Elizabeth Shirley Vaughan Paget, Marchioness of Anglesey (née Morgan; 4 December 1924 - 21 January 2017), better known as Dame Shirley Paget, was a British public servant and writer.

==Early life and education==
She was born in Chelsea, London, the daughter of novelists Charles Langbridge Morgan and Hilda Vaughan and granddaughter of engineer Sir Charles Langbridge Morgan. She was named after the heroine in Charlotte Brontë's 1849 novel Shirley.

She and her younger brother, Roger Morgan (1926–2018), grew up in Notting Hill, London. She was educated at Francis Holland School and Malvern St James until the Second World War, when she, her brother, and their mother moved to America. She finished her schooling at Kent Place School in New Jersey.

==Career==
Shirley Morgan began her career in the Foreign Office as personal secretary to Gladwyn Jebb until her marriage to Lord Anglesey in 1949.

As Marchioness of Anglesey, she served as President of the National Federation of Women's Institutes 1966–1969, a board member of the British Council 1985–1995, chairman of the Broadcasting Complaints Commission 1987–1991, and vice-chairman of the Museums and Galleries Commission 1989–1996.

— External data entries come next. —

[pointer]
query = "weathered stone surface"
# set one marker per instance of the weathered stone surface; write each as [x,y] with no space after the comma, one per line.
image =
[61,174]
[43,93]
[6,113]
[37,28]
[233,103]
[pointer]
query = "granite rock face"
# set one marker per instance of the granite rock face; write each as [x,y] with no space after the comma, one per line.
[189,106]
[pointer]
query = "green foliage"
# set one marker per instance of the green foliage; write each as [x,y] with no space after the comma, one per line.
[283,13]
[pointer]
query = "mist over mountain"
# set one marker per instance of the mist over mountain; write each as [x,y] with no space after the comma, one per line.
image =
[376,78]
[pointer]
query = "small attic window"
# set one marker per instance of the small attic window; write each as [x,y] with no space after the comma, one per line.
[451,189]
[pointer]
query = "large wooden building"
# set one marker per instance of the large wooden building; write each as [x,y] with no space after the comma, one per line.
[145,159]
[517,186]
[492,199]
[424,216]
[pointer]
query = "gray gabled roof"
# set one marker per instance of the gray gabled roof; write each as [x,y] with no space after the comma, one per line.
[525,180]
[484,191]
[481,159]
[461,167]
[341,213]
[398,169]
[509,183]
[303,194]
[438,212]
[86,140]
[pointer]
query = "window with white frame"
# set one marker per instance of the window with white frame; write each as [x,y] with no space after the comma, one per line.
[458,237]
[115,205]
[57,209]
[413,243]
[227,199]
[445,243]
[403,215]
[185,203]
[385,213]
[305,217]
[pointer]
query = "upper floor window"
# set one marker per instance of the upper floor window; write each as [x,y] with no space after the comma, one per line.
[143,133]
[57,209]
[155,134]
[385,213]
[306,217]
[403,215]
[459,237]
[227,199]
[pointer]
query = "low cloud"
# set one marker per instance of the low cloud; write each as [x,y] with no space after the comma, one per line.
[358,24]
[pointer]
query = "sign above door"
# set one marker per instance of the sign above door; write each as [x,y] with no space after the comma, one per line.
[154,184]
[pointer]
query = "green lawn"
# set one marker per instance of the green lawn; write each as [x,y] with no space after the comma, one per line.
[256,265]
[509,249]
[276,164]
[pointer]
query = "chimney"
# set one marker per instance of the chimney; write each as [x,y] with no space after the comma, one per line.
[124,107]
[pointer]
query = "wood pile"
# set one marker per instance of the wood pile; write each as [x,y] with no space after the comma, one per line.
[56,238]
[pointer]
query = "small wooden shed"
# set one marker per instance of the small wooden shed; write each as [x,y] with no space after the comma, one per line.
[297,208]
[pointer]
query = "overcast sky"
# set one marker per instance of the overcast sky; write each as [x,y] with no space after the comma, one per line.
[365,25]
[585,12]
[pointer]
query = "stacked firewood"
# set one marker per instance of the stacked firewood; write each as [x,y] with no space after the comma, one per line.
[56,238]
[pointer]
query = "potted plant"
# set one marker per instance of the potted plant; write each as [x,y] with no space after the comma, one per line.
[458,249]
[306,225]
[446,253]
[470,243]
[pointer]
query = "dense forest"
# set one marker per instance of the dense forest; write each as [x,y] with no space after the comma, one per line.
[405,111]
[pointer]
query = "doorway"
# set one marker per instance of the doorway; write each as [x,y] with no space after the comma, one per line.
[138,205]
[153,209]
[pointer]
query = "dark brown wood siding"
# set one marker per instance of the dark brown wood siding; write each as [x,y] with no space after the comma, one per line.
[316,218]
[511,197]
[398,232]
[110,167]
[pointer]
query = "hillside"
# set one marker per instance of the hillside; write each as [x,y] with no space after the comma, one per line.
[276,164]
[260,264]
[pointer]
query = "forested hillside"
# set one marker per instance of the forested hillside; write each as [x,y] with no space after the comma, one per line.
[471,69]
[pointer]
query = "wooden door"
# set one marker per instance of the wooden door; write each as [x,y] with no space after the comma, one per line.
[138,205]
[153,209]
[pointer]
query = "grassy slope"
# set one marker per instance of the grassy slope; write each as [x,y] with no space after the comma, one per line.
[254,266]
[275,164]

As an author she wrote The Countrywoman's Year (1960).

==Personal life==
She married Henry Paget, 7th Marquess of Anglesey (8 October 1922 – 13 July 2013) on 16 October 1948, a year after he succeeded to the marquessate. They had met at the 1946 Paris peace conference. Queen Mary was a guest at their wedding as King George V was a godfather of the groom. Their marriage produced three daughters and two sons.

Along with her husband, she attended the Coronation in 1952 of Elizabeth II. At the time of her husband's death in 2013, it was believed they were the only living married couple apart from Elizabeth II and Prince Philip to have attended the Coronation.

She died in 2017, aged 92, at a Moorlands Lodge nursing home in Surrey.

==Honours==
Paget was invested as a Commander of the Order of the British Empire (CBE) in 1977. She was invested as a Dame Commander, Order of the British Empire (DBE) in 1983. She was later invested as a Lieutenant, Royal Victorian Order (LVO) in 1993.